# Minimize and filter high energy conformers using openff force field
https://github.com/openforcefield/openff-toolkit/tree/de8a4a545351301adfe424dff0d879b2dd13bc0b/examples

In [1]:
from openff.toolkit.topology import Molecule, Topology
from openff.toolkit.utils import RDKitToolkitWrapper, get_data_file_path
from rdkit import Chem
from rdkit.Chem import rdMolAlign
import numpy as np
from simtk import openmm, unit
from openff.units import unit as off_unit
import shutil

In [3]:
def minimize(filename, molname):
    # Load sdf
    loaded_molecules = Molecule.from_file(filename)
        
        
    # Collatate all conformers of the same molecule
    # NOTE: This isn't necessary if you have already loaded or created multi-conformer molecules;
    # it is just needed because our SDF reader does not automatically collapse conformers.
    molecules = [loaded_molecules[0]]
    for i, molecule in enumerate(loaded_molecules[1:]):
        # add conformer to existing molecule
        if molecule == molecules[-1]:
            for conformer in molecule.conformers:
                molecules[-1].add_conformer(conformer)
        else:
            # add new molecule
            molecules.append(molecule)
    n_molecules = len(molecules)
    n_conformers = sum([mol.n_conformers for mol in molecules])
    print(f'{n_molecules} unique molecule(s) loaded, with {n_conformers} total conformers')
    
    
    # Load the openff-2.0.0 force field appropriate for vacuum calculations (with constraints)
    from openff.toolkit.typing.engines.smirnoff import ForceField
    #forcefield = ForceField('openff_unconstrained-2.0.0.offxml')
    forcefield = ForceField('openff-2.0.0.offxml')
    

    # Loop over molecules and minimize each conformer
    for molecule in molecules:
        molecule.name = molname
        print('%s : %d conformers' % (molecule.name, molecule.n_conformers))

        # Make a temporary copy of the molecule that we can update for each minimization
        mol_copy = Molecule(molecule)

        # Make a copy of the molecule to store minimized structures
        mol_copy_min = Molecule(molecule)
        mol_copy_min._conformers = None

        # Make an OpenFF Topology so we can parameterize the system
        off_top = molecule.to_topology()
        print(f"Parametrizing {molecule.name} (may take a moment to calculate charges)")
        system = forcefield.create_openmm_system(off_top)

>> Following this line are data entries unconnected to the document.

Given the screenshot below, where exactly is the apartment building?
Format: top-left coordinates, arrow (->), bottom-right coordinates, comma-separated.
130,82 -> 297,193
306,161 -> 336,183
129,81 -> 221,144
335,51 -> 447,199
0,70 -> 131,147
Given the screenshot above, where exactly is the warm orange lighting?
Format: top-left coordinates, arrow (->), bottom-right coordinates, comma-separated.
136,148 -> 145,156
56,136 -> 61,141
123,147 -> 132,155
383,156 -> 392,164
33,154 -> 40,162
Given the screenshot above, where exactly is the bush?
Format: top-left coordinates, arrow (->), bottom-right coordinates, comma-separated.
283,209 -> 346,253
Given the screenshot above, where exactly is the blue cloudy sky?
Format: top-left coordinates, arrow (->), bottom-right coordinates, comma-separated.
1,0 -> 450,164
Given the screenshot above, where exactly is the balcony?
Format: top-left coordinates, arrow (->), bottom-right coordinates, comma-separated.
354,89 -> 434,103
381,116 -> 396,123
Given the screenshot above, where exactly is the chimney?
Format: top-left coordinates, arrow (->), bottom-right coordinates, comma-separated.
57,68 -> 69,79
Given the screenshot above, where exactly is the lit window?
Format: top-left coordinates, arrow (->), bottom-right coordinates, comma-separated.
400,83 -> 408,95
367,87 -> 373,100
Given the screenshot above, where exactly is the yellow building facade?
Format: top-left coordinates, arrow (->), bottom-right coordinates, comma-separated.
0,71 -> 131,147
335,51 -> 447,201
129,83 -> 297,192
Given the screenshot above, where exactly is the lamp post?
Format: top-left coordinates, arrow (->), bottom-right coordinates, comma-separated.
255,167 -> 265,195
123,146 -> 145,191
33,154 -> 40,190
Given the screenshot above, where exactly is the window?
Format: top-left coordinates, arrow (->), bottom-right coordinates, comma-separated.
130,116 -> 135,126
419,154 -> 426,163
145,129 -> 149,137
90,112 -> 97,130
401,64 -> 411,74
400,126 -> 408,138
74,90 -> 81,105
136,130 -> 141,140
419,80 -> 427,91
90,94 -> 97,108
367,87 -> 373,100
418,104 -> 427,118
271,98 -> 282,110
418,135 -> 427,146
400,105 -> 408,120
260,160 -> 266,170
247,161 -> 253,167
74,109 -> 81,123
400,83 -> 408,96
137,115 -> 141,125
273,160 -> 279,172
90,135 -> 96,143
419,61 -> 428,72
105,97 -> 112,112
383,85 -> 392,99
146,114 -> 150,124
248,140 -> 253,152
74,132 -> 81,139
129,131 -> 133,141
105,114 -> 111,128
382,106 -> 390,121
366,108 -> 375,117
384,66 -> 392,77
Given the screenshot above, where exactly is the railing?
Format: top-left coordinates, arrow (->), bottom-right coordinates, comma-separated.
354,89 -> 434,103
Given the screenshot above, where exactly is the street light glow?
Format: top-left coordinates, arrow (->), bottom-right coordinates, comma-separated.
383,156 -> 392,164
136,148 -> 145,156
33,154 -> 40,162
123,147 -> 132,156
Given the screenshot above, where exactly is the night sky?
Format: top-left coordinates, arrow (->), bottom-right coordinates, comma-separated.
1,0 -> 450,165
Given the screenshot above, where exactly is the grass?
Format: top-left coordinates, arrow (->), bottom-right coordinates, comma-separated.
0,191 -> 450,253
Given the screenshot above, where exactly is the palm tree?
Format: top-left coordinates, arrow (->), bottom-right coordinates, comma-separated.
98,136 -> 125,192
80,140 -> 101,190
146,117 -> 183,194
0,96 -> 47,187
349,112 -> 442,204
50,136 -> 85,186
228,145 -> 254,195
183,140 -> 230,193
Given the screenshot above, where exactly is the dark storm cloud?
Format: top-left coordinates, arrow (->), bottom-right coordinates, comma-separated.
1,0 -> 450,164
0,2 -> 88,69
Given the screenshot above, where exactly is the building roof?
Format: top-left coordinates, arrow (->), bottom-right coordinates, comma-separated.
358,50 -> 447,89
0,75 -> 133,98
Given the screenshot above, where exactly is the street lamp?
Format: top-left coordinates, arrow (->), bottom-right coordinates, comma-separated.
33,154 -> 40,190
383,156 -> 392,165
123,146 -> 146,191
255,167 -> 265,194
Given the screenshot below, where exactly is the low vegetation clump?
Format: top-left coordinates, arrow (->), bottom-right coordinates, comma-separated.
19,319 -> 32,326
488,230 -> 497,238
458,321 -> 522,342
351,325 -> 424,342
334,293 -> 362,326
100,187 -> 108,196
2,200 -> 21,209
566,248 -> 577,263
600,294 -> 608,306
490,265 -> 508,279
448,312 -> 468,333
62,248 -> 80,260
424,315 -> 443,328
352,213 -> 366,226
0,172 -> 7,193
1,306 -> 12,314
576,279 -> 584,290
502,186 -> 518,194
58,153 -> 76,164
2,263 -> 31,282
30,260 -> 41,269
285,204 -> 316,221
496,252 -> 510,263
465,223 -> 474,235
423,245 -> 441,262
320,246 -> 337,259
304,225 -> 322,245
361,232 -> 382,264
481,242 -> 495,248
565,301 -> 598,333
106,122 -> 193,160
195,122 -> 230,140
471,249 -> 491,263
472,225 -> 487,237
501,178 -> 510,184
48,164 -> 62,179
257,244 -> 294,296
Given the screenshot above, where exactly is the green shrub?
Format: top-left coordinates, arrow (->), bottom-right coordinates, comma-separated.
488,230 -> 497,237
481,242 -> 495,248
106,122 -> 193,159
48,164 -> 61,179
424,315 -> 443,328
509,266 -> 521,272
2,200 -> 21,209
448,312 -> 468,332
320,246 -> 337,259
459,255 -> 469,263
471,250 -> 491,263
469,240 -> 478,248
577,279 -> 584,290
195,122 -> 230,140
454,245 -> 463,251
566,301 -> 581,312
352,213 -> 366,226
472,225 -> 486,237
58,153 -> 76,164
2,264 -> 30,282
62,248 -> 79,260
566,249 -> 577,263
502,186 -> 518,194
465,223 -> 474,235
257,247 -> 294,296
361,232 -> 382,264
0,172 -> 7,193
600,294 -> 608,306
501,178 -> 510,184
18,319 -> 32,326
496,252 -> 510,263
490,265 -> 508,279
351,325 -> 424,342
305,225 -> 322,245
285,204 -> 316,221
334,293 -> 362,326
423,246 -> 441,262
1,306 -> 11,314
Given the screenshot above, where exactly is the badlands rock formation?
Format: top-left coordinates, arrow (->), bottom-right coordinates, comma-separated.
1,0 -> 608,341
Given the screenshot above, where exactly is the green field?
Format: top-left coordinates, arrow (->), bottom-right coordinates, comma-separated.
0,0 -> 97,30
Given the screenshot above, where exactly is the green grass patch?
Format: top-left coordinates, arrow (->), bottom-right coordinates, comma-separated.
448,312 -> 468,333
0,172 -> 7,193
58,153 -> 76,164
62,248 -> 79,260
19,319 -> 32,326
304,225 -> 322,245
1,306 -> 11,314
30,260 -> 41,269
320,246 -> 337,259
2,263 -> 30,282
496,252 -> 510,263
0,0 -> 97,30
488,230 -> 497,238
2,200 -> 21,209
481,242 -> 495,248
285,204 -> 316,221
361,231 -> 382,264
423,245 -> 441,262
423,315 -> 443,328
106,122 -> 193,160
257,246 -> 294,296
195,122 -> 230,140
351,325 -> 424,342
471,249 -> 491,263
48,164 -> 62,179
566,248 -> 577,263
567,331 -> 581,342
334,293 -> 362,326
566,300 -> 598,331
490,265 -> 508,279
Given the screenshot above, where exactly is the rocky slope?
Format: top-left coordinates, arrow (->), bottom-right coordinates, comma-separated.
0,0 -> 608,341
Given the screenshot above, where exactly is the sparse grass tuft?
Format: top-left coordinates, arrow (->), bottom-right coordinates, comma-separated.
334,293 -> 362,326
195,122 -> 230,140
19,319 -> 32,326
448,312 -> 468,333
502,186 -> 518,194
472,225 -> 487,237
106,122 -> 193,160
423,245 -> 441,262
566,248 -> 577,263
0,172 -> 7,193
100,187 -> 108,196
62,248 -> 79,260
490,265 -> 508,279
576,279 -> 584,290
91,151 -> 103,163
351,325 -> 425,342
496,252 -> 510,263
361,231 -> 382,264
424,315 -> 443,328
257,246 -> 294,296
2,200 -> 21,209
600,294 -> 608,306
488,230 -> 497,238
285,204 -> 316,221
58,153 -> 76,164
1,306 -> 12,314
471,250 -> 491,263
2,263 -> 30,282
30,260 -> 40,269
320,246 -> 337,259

        # Use OpenMM to compute initial and minimized energy for all conformers
        integrator = openmm.VerletIntegrator(1*unit.femtoseconds)
        platform = openmm.Platform.getPlatformByName('Reference')
        omm_top = off_top.to_openmm()
        simulation = openmm.app.Simulation(omm_top, system, integrator, platform)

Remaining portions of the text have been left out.